My progress is on schedule. By next week I hope to finalize the MVP of the dashcam side of things, and shift focus to setting up the cloud

This week I worked on the presentation with Tzen-Chuen and Eric, especially with regard to the details of the implementation, such as using YOLOv11 and AWS Lambda in our final design. In addition, I worked with Eric on setting up the pipeline of YOLOv11 to PaddleOCR. I made two versions of the pipeline, one that first detects cars and crops those images, then into license plate detection and cropping, then finally PaddleOCR to read the license plate. The second one does not do the initial car cropping and goes straight into license plate detection. The google colabs can be found here and here. I also did some more research on how to deploy the models to the raspberry pi, and found that we should use NCNN models. For our mvp, we will use a python script that I am working on running on a headless os using the optimized models. As soon as the camera arrives, we should be able to make a basic MVP excluding the cloud server.

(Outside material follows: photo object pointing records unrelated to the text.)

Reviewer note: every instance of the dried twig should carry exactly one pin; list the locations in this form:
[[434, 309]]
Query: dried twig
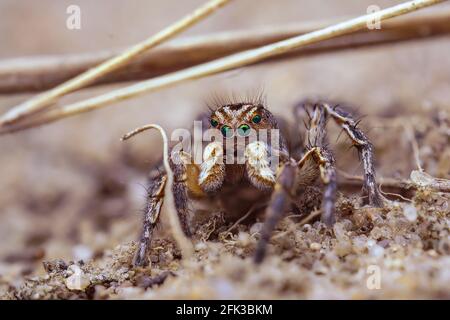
[[183, 242], [224, 64], [415, 146], [42, 101], [44, 72], [295, 226]]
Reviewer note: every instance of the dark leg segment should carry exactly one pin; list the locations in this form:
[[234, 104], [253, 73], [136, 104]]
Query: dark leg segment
[[365, 150], [276, 208]]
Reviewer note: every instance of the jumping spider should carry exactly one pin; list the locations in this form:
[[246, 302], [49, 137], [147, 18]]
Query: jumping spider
[[213, 178]]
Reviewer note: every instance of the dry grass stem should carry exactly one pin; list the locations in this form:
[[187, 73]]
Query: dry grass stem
[[227, 63], [42, 101]]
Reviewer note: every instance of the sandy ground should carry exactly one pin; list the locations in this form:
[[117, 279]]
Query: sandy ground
[[72, 192]]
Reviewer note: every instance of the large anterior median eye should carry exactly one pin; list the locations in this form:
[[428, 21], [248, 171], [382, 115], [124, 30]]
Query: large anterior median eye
[[227, 131], [256, 119], [244, 130]]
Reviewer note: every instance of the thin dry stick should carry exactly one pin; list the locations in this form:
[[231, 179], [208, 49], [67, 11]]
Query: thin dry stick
[[40, 73], [415, 146], [295, 226], [227, 63], [183, 242], [419, 179], [42, 101]]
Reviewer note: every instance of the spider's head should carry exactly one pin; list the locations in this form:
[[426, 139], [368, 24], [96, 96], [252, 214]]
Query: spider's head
[[240, 118]]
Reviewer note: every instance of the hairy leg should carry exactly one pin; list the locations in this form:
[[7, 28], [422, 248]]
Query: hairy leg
[[276, 208], [365, 150], [179, 163], [318, 161], [155, 200]]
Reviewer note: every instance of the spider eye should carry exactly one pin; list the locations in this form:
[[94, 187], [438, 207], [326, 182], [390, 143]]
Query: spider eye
[[214, 123], [256, 119], [227, 131], [244, 130]]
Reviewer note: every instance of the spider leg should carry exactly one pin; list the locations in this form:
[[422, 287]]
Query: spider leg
[[275, 210], [212, 169], [319, 161], [257, 165], [365, 151], [155, 200]]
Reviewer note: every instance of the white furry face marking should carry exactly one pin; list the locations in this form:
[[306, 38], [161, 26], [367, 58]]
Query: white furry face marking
[[212, 170], [258, 165]]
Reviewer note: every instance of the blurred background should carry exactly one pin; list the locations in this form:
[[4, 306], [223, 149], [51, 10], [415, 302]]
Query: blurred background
[[71, 189]]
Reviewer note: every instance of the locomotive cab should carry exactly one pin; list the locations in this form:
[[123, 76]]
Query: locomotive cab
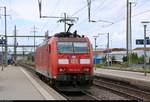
[[66, 59], [75, 63]]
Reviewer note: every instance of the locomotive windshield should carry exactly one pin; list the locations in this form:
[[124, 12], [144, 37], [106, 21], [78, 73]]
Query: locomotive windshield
[[73, 47]]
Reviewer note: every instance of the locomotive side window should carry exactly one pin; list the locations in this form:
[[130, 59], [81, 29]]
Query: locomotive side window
[[65, 47], [81, 47]]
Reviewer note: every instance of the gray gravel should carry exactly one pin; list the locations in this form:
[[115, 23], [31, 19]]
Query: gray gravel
[[103, 94]]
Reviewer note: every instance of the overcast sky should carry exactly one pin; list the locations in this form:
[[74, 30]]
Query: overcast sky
[[25, 14]]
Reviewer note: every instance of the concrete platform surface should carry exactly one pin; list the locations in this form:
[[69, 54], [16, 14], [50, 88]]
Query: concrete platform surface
[[16, 84], [134, 78]]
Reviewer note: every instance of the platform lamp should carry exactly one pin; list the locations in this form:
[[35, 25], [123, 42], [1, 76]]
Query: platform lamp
[[95, 38], [2, 53], [145, 23]]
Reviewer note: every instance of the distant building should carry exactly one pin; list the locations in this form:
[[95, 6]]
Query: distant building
[[117, 53]]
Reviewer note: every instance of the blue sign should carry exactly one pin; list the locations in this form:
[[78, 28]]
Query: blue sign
[[2, 41], [141, 42]]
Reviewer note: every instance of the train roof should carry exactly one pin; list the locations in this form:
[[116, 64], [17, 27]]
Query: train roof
[[67, 35]]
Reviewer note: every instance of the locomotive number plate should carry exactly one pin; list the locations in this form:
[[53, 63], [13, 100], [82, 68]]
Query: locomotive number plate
[[74, 61]]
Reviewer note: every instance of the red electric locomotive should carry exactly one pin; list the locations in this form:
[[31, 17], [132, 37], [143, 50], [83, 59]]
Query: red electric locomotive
[[66, 59]]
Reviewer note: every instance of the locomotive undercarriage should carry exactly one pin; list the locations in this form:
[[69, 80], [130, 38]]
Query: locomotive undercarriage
[[69, 82]]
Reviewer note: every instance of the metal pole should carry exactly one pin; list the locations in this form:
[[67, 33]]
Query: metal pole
[[95, 51], [65, 22], [34, 38], [145, 26], [130, 34], [5, 35], [2, 56], [15, 44], [108, 49], [95, 44], [127, 30]]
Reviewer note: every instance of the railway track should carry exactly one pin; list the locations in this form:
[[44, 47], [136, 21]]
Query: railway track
[[118, 88], [123, 89], [81, 95], [78, 96]]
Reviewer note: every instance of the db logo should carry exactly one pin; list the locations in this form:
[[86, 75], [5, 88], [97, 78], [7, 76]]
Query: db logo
[[73, 57]]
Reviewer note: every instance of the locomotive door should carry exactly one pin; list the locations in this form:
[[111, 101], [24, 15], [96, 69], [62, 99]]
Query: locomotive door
[[49, 60], [74, 63]]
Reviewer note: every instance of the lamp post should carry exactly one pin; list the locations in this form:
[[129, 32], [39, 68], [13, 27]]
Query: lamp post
[[95, 39], [145, 27], [2, 54], [108, 57], [5, 34]]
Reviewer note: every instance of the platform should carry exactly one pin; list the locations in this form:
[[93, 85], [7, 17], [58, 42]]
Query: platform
[[134, 78], [17, 84]]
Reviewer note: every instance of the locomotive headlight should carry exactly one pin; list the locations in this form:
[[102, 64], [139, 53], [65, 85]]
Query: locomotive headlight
[[84, 61], [63, 61]]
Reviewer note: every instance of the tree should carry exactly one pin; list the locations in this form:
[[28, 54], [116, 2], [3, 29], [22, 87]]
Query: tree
[[125, 59]]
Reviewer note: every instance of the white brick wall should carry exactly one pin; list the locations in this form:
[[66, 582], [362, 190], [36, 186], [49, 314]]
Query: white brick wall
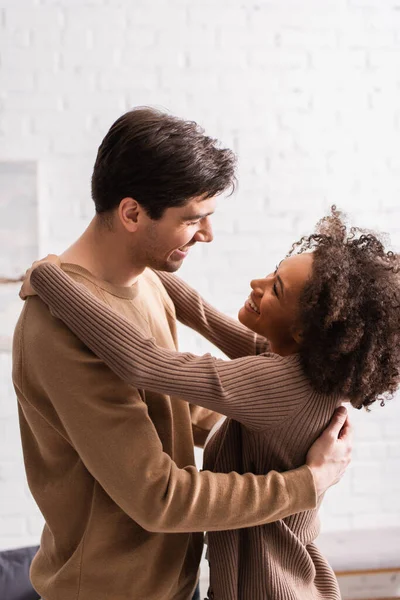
[[308, 94]]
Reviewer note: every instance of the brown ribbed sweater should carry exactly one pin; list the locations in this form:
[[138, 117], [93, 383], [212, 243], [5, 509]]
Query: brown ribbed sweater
[[110, 465]]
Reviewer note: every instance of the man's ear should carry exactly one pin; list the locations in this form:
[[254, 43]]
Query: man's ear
[[129, 213]]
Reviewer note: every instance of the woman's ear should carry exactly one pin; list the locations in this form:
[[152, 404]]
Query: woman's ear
[[297, 334]]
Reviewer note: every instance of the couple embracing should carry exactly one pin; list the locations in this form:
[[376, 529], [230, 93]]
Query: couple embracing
[[110, 411]]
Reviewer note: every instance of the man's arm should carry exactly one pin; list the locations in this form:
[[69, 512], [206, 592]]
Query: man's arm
[[108, 424], [231, 337]]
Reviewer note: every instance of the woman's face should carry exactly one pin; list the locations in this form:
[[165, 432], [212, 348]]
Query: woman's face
[[272, 307]]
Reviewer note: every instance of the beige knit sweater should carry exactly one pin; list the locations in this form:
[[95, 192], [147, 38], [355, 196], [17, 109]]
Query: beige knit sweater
[[111, 465]]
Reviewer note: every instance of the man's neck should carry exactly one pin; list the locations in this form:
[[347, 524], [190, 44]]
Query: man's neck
[[104, 254]]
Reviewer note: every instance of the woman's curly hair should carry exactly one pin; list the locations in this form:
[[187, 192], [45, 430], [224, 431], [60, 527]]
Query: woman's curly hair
[[350, 313]]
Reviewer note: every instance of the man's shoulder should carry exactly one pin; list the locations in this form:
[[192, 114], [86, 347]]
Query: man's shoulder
[[38, 330]]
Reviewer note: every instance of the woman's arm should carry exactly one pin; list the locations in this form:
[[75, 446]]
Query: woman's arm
[[230, 336], [258, 391]]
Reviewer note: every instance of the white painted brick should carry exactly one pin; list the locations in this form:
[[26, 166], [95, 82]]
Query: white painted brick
[[36, 18], [12, 526]]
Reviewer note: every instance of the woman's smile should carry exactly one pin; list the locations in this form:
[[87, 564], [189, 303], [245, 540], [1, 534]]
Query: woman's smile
[[251, 306]]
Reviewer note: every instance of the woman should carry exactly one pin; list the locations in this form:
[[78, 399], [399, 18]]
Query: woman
[[328, 328]]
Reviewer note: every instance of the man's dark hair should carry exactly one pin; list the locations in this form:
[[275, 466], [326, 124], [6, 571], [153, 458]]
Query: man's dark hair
[[350, 313], [159, 160]]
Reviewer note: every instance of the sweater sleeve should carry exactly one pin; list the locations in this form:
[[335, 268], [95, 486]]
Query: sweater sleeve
[[259, 391], [229, 335], [108, 425]]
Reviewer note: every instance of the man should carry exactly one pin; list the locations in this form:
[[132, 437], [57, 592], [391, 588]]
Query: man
[[112, 467]]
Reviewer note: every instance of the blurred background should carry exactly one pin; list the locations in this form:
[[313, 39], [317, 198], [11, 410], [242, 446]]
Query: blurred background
[[307, 92]]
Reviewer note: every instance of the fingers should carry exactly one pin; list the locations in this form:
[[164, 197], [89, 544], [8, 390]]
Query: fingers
[[337, 422]]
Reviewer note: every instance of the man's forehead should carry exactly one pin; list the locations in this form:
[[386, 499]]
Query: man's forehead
[[199, 206]]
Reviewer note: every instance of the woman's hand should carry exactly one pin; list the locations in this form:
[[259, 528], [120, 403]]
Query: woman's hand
[[330, 455], [27, 289]]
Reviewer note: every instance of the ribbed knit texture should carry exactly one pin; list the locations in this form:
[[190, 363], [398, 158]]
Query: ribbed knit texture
[[110, 464]]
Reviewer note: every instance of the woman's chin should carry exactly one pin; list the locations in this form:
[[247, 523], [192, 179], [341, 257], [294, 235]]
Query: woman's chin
[[243, 316]]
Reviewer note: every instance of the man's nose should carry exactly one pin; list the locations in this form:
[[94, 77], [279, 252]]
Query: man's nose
[[205, 233]]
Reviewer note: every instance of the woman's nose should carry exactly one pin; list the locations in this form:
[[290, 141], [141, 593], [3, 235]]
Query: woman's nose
[[257, 286]]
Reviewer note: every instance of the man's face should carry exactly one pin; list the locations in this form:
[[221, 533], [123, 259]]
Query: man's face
[[165, 243]]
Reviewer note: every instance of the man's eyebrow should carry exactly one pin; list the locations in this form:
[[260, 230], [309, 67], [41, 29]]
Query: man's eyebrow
[[197, 217]]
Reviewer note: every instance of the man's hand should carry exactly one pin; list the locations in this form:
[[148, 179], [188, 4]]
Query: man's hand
[[27, 289], [329, 456]]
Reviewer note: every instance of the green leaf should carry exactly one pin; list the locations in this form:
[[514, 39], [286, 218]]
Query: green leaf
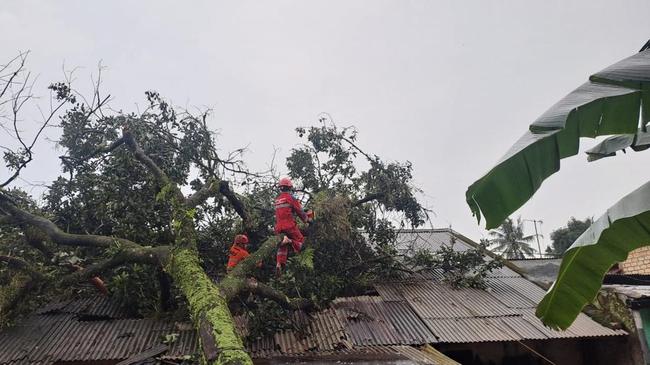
[[609, 146], [623, 228], [608, 104]]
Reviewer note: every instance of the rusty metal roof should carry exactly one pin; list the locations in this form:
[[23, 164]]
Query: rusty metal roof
[[50, 338], [502, 312], [414, 311], [371, 321]]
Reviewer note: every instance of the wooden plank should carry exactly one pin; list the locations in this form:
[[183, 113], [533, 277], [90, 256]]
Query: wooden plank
[[144, 355]]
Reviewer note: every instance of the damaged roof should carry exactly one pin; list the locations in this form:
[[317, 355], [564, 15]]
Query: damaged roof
[[414, 311]]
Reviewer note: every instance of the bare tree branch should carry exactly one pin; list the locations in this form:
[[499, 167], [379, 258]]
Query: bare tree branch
[[262, 290], [55, 233], [22, 265], [150, 256], [369, 197]]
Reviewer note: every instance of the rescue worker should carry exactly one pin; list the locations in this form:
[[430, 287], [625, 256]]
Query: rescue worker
[[238, 251], [286, 208]]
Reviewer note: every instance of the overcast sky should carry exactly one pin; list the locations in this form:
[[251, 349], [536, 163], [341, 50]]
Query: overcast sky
[[448, 85]]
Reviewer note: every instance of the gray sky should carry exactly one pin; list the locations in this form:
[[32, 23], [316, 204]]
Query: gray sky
[[448, 85]]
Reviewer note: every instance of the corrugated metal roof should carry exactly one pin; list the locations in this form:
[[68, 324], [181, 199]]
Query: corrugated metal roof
[[96, 306], [371, 321], [429, 240], [503, 312], [51, 338], [414, 311], [508, 295], [465, 330], [365, 320], [436, 300]]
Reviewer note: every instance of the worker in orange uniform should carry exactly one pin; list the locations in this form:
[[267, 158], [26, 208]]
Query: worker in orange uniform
[[238, 251], [286, 208]]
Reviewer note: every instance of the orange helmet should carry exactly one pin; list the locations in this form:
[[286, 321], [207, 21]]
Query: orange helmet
[[285, 181], [241, 239]]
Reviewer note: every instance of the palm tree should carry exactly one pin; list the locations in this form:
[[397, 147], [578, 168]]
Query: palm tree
[[510, 241], [613, 102]]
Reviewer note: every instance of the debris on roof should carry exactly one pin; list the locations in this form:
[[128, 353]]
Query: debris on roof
[[400, 322]]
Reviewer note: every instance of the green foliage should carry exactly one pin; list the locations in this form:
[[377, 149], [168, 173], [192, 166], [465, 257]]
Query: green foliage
[[460, 269], [613, 101], [136, 288], [265, 318], [562, 238], [509, 240]]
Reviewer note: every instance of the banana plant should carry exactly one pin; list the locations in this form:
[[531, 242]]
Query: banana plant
[[609, 103]]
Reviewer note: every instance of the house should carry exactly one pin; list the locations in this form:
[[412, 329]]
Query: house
[[414, 320]]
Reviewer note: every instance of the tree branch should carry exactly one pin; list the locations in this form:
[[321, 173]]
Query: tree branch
[[55, 233], [149, 256], [262, 290], [21, 265], [209, 190], [144, 159], [237, 204], [370, 197]]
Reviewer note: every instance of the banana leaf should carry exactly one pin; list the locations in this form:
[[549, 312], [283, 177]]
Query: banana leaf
[[609, 146], [623, 228], [608, 104]]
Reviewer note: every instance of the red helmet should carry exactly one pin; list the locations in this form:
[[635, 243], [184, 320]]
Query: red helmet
[[285, 181], [241, 239]]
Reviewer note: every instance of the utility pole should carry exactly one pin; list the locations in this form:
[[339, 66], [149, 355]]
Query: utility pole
[[539, 247]]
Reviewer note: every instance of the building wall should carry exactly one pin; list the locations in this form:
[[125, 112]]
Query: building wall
[[638, 262], [618, 350]]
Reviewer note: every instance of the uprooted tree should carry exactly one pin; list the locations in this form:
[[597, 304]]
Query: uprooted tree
[[148, 200]]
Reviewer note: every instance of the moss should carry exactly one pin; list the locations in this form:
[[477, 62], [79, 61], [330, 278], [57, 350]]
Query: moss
[[11, 293], [205, 299], [608, 309]]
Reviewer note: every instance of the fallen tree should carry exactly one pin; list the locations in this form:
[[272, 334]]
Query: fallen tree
[[121, 204]]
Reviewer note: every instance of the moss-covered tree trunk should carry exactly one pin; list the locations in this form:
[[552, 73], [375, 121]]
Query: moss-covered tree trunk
[[209, 309], [207, 303]]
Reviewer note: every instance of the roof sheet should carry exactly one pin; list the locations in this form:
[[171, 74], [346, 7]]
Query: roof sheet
[[371, 321], [503, 312], [414, 311], [96, 306]]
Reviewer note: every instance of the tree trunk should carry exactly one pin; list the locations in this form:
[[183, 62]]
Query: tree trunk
[[209, 309]]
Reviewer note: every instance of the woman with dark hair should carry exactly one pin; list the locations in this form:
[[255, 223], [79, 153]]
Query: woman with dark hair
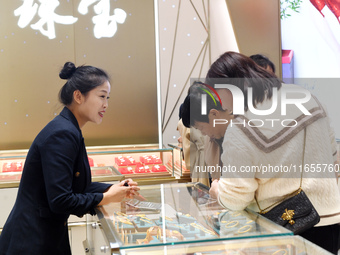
[[278, 128], [264, 62], [56, 179]]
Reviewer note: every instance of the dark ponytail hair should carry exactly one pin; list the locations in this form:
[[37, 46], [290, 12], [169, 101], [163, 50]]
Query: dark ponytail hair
[[241, 71], [82, 78]]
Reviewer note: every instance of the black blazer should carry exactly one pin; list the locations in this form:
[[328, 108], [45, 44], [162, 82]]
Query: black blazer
[[55, 183]]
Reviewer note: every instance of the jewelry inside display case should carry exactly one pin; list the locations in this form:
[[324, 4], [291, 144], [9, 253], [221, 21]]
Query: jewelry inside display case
[[182, 218]]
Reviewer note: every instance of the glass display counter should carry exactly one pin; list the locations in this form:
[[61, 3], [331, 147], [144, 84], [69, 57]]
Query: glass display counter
[[146, 163], [287, 245], [171, 214]]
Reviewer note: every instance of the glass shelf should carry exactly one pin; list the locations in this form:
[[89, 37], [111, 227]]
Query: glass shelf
[[180, 170], [168, 214]]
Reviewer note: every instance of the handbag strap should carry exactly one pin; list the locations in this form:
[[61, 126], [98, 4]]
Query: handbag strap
[[265, 210]]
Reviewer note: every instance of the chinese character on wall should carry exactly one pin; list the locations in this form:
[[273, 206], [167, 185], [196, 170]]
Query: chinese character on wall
[[105, 25]]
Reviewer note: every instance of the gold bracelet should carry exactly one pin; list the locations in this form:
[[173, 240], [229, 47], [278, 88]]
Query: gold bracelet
[[228, 224], [244, 231]]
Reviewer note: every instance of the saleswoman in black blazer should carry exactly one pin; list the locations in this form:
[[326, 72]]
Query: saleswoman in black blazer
[[56, 179]]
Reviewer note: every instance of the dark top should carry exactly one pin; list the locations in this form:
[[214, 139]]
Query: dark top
[[56, 182]]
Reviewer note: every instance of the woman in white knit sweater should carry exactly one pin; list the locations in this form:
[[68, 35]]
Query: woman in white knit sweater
[[262, 154]]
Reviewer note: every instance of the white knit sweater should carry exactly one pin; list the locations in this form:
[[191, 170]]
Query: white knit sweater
[[266, 146]]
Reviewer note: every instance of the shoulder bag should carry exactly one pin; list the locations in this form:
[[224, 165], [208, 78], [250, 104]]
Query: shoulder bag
[[294, 211]]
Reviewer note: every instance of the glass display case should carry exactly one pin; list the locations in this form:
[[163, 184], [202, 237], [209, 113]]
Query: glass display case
[[180, 170], [108, 163], [146, 164], [171, 214]]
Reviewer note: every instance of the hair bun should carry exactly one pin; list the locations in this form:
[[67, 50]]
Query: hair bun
[[67, 71]]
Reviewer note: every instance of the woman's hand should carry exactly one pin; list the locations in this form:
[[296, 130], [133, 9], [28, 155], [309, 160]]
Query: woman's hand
[[214, 189], [119, 191]]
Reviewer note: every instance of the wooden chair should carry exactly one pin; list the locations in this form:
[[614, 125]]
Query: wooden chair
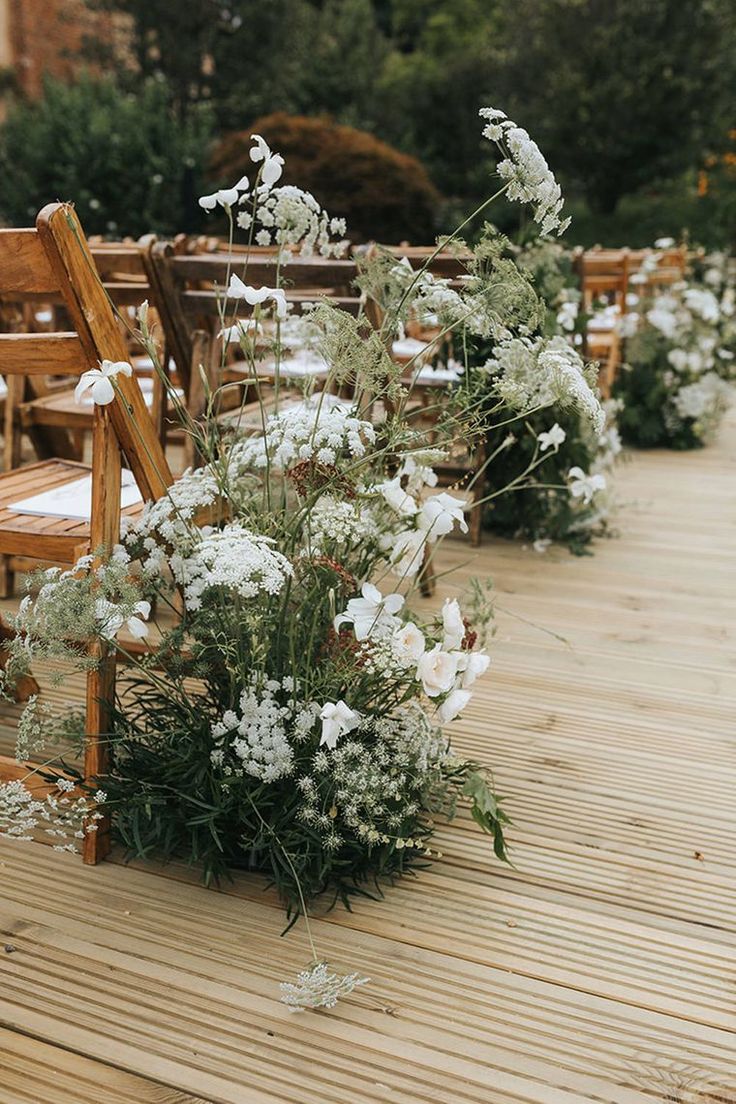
[[190, 292], [604, 276], [54, 259], [49, 414]]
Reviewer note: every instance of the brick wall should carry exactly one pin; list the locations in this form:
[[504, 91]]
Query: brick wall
[[45, 35]]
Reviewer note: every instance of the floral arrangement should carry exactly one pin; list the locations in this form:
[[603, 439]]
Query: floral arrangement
[[680, 358], [552, 443], [291, 717]]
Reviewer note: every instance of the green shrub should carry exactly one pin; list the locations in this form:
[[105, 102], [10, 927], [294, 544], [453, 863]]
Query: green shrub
[[381, 193], [124, 160]]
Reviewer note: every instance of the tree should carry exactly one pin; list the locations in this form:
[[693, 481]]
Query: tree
[[618, 93], [126, 161], [439, 73]]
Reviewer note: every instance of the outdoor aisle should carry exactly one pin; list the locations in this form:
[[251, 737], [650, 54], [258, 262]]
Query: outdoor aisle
[[601, 967]]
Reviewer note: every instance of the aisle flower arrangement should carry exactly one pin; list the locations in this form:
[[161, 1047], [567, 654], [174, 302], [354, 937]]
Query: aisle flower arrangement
[[290, 717], [680, 360], [560, 462]]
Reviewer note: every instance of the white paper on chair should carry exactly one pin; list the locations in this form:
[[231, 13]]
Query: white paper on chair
[[73, 500]]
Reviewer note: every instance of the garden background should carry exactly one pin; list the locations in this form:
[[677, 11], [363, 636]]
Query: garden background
[[155, 102]]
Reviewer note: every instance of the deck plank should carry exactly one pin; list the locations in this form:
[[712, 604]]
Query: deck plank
[[600, 967]]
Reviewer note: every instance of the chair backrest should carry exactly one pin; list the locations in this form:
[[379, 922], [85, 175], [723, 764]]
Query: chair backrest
[[604, 274], [51, 261], [189, 289]]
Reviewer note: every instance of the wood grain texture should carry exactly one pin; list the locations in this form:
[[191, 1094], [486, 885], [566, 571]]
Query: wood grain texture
[[600, 967], [41, 354]]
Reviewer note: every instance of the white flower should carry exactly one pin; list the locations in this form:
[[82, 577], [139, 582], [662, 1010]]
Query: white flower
[[407, 552], [317, 988], [437, 670], [584, 486], [552, 438], [273, 162], [438, 515], [253, 296], [472, 665], [112, 619], [663, 320], [455, 702], [408, 641], [337, 719], [454, 625], [525, 170], [225, 197], [397, 498], [97, 380], [371, 613]]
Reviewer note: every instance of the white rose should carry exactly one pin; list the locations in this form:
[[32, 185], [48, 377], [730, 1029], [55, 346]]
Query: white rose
[[408, 641], [452, 704], [454, 625], [437, 670]]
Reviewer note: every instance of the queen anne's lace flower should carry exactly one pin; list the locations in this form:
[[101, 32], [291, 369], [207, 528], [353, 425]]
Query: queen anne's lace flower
[[372, 614], [317, 987], [530, 373], [323, 432], [585, 486], [233, 558], [525, 170]]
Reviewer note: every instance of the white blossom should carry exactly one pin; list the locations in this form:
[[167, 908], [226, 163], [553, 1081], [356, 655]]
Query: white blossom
[[97, 381], [254, 296], [439, 515], [525, 170], [112, 618], [437, 670], [553, 437], [318, 988], [338, 719], [585, 486], [371, 614]]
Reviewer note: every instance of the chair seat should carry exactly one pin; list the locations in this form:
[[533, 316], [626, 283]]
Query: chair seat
[[61, 409], [50, 538]]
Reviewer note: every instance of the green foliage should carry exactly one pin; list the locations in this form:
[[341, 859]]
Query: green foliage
[[125, 160], [542, 507], [646, 395], [619, 93], [380, 192], [641, 105]]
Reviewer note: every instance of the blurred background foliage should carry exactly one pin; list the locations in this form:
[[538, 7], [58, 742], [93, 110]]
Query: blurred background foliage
[[631, 102]]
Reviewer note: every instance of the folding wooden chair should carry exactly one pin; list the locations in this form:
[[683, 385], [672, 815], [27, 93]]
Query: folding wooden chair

My progress is on schedule. By next week, we hope to have a dash cam module MVP and get metrics on the initial performance of the device.

This week I worked more on the YOLOv11 model as a possible model for license plate detection. I set up a workflow to make training these models very easy on the ECE machines so that we do not waste our budget. After doing this, I trained the YOLOv11n model for both 100 and 400 epochs to get a good baseline model for testing on our raspberry pi and getting to MVP as quickly as possible. The models can be found here. The precision of the 400 epoch model is 0.984 and the recall is 0.964 on the validation dataset. After training, I researched the best model file types to which I should export my trained model, and I discovered that TensorFlow Lite is a good option, especially for edge devices. After some technical problems, I was able to export the Pytorch-trained model to ONNX and then to TFLite. I tried to export with INT8 quantization to further improve performance on an edge device, however, I faced many difficulties and was not able to do it.

My progress is on schedule. Next week I hope to load the model onto the Raspberry Pi and test its performance metrics on the device, specifically on how long inference takes, so that I can figure out if I want to use a different size model or if I need to get quantization working.

This week I worked on the presentation slides, researching amber alert data/statistics, competitors such as Plate Recognizer, and the requirements for our project, as well as adding detail and polish throughout the presentation. After some research into how others have implemented license plate detection, I worked on investigating the feasibility of using YOLOv11 as a base model for license plate detection, since it is popular in the space, and have looked into ways to fine-tune the model for this use case. I have made a Jupyter Notebook file that will tune the model for license plate detection using an open-source dataset I found online, and I have explored ways to have this training run on sites like Google Colab and Kaggle, as well as on the CMU ece machines. Right now I am learning toward using the ece machines due to the strict GPU restrictions with using google colab and kaggle for free. The link to the jupyter notebook is here.

My progress is on schedule. Next week I hope to have completed training on the YOLOv11 nano model on the dataset for around 100 epochs and get some preliminary data on its performance. I would also like to find out how to load the model on a Raspberry Pi and get some metrics on how fast this trained model will run on the device.